Wacana yang diusulkan oleh Kementerian Perencanaan Pembangunan Nasional atau Badan Perencanaan Pembangunan Nasional (PPN/Bappenas) ini menyarankan penambahan jumlah komisioner di tiga lembaga tersebut menjadi masing-masing 9 orang. Namun, menurut pengamat, kuantitas bukanlah jawaban atas tantangan pemilu yang kian kompleks.
Founder Citra Institute, Yusak Farchan, menilai usulan tersebut tidak tepat sasaran. Menurutnya, penambahan jumlah pimpinan hanya akan membebani birokrasi dan anggaran.
"Jika jumlahnya ditambah menjadi 9 orang, struktur lembaga justru berpotensi menjadi terlalu gemuk. Hal ini pasti berdampak pada unit-unit kerja di bawahnya yang ikut membengkak," ujar Yusak kepada RMOL, Senin, 29 Desember 2025.
Yusak menekankan bahwa efektivitas KPU, Bawaslu, dan DKPP tidak ditentukan oleh seberapa banyak orang yang duduk di kursi pimpinan. Persoalan krusial yang seharusnya dibenahi adalah bagaimana lembaga-lembaga ini menjaga jarak dari kepentingan politik.

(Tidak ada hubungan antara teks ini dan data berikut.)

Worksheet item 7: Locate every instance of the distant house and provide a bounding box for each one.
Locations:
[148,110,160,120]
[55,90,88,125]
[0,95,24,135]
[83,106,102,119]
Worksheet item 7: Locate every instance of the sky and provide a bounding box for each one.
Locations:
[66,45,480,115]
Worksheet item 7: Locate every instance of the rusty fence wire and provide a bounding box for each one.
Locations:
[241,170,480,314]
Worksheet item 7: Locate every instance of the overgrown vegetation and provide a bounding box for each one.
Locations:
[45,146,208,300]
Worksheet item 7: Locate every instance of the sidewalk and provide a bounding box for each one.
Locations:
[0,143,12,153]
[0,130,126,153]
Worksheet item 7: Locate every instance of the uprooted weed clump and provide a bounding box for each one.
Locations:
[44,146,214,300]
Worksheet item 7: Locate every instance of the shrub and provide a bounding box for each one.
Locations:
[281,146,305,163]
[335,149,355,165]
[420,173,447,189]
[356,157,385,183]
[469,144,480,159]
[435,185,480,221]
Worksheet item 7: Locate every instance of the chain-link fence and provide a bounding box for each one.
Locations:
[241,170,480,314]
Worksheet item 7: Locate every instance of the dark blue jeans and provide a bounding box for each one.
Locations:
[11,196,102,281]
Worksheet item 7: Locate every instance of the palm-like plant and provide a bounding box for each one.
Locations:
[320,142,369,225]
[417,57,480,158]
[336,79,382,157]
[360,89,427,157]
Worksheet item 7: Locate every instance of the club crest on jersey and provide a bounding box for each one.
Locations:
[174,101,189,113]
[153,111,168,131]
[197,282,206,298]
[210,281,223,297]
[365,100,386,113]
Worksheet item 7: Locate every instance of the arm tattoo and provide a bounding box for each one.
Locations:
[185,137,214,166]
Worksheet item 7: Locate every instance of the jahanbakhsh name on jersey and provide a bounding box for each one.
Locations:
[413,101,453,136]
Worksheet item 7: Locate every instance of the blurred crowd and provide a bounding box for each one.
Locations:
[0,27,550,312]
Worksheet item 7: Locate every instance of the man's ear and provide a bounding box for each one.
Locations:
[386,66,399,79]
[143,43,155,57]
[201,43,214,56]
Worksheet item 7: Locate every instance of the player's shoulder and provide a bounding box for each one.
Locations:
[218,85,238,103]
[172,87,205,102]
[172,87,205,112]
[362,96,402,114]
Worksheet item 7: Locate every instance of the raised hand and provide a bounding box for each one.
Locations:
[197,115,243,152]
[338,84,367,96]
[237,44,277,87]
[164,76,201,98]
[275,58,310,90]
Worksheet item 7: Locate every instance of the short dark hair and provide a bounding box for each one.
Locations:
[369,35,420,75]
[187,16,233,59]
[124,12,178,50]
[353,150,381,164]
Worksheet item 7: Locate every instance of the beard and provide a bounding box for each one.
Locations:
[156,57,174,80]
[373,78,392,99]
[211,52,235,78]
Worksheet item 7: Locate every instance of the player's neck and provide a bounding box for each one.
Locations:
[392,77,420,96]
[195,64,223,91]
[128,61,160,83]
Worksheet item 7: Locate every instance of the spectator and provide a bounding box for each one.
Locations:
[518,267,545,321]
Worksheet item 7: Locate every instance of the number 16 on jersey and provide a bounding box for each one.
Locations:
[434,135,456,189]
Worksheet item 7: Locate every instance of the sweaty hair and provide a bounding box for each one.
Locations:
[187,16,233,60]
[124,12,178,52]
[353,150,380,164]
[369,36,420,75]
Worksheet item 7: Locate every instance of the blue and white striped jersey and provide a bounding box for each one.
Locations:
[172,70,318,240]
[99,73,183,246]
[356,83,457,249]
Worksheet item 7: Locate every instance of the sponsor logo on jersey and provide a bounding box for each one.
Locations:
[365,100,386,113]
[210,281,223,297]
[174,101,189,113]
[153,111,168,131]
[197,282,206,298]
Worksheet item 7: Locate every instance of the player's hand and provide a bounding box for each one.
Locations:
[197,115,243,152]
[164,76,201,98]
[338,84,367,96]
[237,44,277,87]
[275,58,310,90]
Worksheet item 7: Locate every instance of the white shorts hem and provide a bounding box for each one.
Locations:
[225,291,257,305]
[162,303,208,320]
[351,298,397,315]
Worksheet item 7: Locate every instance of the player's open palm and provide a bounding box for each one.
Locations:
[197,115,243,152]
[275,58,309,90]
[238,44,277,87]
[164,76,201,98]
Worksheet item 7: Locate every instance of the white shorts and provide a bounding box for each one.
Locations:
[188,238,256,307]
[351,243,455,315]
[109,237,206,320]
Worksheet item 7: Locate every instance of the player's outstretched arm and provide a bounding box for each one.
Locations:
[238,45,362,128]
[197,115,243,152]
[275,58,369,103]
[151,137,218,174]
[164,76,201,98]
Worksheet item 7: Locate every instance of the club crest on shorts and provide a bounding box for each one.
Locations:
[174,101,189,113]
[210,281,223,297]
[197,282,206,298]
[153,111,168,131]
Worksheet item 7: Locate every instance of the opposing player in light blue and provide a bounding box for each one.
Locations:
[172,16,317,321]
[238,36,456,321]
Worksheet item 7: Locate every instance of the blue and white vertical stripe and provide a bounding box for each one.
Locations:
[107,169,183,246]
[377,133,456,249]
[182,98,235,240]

"Masalah utama penyelenggara pemilu kita bukan soal kekurangan orang, tapi soal independensi dan akuntabilitas kelembagaan. Apakah mereka berani jujur dan bertanggung jawab? Itu intinya," tegas Magister Ilmu Politik Universitas Nasional (UNAS) tersebut.
Saat ini, komposisi 7 anggota di tingkat pusat dianggap sudah ideal dan memiliki alasan historis yang kuat. Jumlah ganjil tersebut sengaja dipilih oleh legislatif untuk memastikan proses pengambilan keputusan berjalan efektif.
"Angka tujuh itu hasil pertimbangan matang agar lembaga kuat dan efektif. Jumlah ganjil sangat penting dalam rapat pleno untuk menghindari kebuntuan (*deadlock*) saat pemungutan suara," tambah Yusak.
Ia menyimpulkan bahwa daripada sibuk menambah kursi jabatan, pemerintah lebih baik fokus pada penguatan sistem pemilu serentak agar lebih akuntabel dan bersih dari intervensi.